Nearly three-quarters (71%) of all business air travelers in 2004 felt that the use of teleconferencing, webcasting or videoconferencing was somewhat or much more efficient than travel, up from 65 percent in 2002. However, only 37 percent of business air travelers feel that using such technology is more effective than a face-to-face meeting as a way of meeting business goals.
Despite these challenges, business travel remains big business in the U.S. More than 38 million business travelers generated 210.5 million person-trips in 2003. And although business travel comprises 18 percent of total travel volume, these travelers generate 31 percent, or $153 billion, of all domestic traveler spending.
” By showing that nearly one third of all travel dollars are spent on business travel, the 2004 Business and Convention Travelers Report helps quantify the importance of business travel to the travel industry and the American economy,” said NBTA Executive Director and COO, Bill Connors, CTC. “The number of business travelers adding leisure components to business trips and bringing family or friends with them shows the significant links between the leisure and business segments of the travel industry, which are often viewed as separate.”
Additional findings from the report:
* A majority (57%) of business travelers are men; four in ten (43%) are women. Business travelers are an average age of 47 years, with 45 percent being Baby Boomers.
* A small group of business travelers take the majority of trips. Frequent business travelers (10+ trips per year) make up 17 percent of all business travelers, yet they take nearly two-thirds (64%) of all business trips.
* The majority (64%) of U.S. business travelers are infrequent travelers, taking 1 - 4 business trips per year, but they account for only 20 percent of total business trip volume.
* Overall, U.S. adults who travel on business take an average of 7 business trips a year.
* Combined business/pleasure travel has not suffered as much as general business travel or convention, conference or seminar travel. In fact, 62 percent of U.S. business travelers add a leisure component to at least one business trip per year. Two-thirds of them bring family members or friends along.
* Frequent traveler programs are popular with business travelers, with nearly half (47%) participating in one or more frequent flyer programs and over a third (36%) participating in frequent hotel guest programs.
* Some services on business trips are more popular than others. In-room Internet access (45%) and hotel fitness centers (43%) are used at least sometimes by the greatest share of business travelers. Generally, the younger a business traveler is, the more likely they will use various services on business trips. For example, while 27 percent of those under the age of 55 say they always or frequently use in-room Internet access, only 15 percent of those 55 years of age and older do so.

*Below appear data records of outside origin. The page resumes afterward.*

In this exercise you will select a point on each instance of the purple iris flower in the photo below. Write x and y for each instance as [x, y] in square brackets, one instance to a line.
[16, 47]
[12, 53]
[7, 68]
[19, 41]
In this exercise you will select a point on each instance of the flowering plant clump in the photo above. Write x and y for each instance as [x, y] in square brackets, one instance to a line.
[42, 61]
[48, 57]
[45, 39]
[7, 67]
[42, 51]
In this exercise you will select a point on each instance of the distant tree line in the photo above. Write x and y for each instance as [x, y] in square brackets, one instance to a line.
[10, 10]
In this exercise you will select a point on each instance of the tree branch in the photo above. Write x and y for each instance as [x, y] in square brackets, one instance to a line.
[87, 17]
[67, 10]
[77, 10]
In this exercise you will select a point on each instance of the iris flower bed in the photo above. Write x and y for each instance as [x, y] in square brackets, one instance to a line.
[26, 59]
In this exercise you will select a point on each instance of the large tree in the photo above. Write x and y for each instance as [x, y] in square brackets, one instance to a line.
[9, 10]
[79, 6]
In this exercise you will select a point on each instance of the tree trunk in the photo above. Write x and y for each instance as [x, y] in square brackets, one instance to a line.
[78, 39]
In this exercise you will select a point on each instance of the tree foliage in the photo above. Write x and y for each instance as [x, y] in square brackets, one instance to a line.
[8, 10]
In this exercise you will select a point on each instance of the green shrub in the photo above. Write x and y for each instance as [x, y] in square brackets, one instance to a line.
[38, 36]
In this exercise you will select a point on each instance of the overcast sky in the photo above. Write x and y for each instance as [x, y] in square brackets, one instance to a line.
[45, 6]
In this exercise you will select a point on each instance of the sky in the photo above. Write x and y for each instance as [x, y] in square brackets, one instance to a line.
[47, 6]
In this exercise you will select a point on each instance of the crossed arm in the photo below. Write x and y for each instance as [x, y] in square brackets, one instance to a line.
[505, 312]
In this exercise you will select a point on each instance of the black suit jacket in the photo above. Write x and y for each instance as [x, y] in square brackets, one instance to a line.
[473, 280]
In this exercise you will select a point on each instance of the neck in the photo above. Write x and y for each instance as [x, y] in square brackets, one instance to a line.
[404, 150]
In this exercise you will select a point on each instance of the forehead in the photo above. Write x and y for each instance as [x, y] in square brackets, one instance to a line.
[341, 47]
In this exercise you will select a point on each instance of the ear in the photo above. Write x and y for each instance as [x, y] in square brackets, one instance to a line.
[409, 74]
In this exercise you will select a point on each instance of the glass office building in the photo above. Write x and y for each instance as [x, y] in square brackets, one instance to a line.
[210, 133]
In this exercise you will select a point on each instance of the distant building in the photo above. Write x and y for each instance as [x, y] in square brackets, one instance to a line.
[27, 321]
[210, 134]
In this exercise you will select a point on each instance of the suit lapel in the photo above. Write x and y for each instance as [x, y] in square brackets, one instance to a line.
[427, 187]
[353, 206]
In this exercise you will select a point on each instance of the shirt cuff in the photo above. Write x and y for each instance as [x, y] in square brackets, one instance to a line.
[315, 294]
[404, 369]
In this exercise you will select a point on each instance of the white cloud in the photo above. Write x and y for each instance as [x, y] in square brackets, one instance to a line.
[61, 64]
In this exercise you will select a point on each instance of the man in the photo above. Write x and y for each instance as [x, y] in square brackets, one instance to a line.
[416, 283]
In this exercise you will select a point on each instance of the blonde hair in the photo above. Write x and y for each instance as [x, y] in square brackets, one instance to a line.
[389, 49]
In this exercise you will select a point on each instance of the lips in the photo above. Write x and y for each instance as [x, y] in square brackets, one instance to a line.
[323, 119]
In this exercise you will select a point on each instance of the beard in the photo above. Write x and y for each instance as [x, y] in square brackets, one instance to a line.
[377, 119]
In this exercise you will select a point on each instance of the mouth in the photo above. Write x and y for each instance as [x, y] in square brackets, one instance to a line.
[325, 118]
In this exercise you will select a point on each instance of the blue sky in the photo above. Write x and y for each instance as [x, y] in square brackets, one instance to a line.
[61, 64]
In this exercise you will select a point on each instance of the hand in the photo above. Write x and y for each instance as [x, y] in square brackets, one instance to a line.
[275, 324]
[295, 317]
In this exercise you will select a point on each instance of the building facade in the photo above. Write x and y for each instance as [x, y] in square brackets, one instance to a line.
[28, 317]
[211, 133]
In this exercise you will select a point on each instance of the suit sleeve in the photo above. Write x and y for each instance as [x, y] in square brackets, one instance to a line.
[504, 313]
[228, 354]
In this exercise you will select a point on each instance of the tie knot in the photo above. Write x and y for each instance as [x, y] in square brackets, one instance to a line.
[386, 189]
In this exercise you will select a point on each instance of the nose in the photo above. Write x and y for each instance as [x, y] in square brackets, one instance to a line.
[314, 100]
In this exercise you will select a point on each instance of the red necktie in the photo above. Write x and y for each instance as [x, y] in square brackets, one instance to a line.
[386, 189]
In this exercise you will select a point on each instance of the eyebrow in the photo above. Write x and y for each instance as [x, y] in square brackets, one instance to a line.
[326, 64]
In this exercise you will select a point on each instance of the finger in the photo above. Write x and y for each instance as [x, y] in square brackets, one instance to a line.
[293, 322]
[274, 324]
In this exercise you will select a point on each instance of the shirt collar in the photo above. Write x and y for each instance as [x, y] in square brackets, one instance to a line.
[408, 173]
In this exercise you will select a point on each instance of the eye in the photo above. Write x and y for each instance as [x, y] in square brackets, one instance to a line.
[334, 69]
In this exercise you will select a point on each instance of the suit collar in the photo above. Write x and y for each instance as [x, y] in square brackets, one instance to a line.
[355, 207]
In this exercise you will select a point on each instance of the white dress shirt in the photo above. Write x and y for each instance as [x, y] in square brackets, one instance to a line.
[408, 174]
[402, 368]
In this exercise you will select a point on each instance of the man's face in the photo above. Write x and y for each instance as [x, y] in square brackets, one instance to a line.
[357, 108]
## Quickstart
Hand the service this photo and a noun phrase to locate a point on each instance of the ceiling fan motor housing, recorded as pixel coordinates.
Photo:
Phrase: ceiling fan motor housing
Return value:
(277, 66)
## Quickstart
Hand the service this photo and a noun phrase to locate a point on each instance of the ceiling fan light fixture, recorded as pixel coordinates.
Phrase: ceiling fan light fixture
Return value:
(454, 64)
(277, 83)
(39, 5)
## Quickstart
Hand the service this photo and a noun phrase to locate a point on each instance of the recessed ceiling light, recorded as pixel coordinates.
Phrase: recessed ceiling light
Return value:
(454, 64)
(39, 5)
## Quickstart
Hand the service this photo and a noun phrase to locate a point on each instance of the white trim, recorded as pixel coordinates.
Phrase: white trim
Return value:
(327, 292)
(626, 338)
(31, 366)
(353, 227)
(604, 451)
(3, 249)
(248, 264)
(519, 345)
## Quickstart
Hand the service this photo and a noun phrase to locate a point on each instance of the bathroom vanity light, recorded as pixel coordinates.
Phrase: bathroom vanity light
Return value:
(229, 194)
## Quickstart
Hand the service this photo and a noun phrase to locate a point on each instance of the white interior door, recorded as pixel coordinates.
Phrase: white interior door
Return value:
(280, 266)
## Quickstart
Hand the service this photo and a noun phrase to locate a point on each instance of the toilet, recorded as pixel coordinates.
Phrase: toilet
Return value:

* Distance is increasingly playing a role in deciding whether to fly than in the past. Over 60 percent of all business travelers said they are more likely to drive rather than fly on trips of 300 miles or less.
* But recovery in business travel by air does seem to be underway. One-quarter (24%) of business travelers indicated that during the past 12 months (Sept 2003 to Aug 2004) they took more business trips by air compared to the previous year.
* Most (60%) business travelers say they enjoy traveling on business and this is especially true among frequent business travelers (69%). Still, some of their attitudes reveal potential factors influencing the slowdown in business travel, with a majority (55%) saying they’re concerned about being away from their families and nearly half (49%) remain concerned about the safety and security of business travel.
* In addition, business travelers think, in most cases, that travel conditions have gotten worse in the past 12 months. Nearly half say that wait times in security lines have gotten worse (49%), more than one-third think flight delays (38%) and/or in-flight service (36%) has gotten worse, and one in five (22%) thinks airline ground service has gotten worse. Frequent business travelers were more divided in their opinions. For example, they were more likely to say security lines have improved.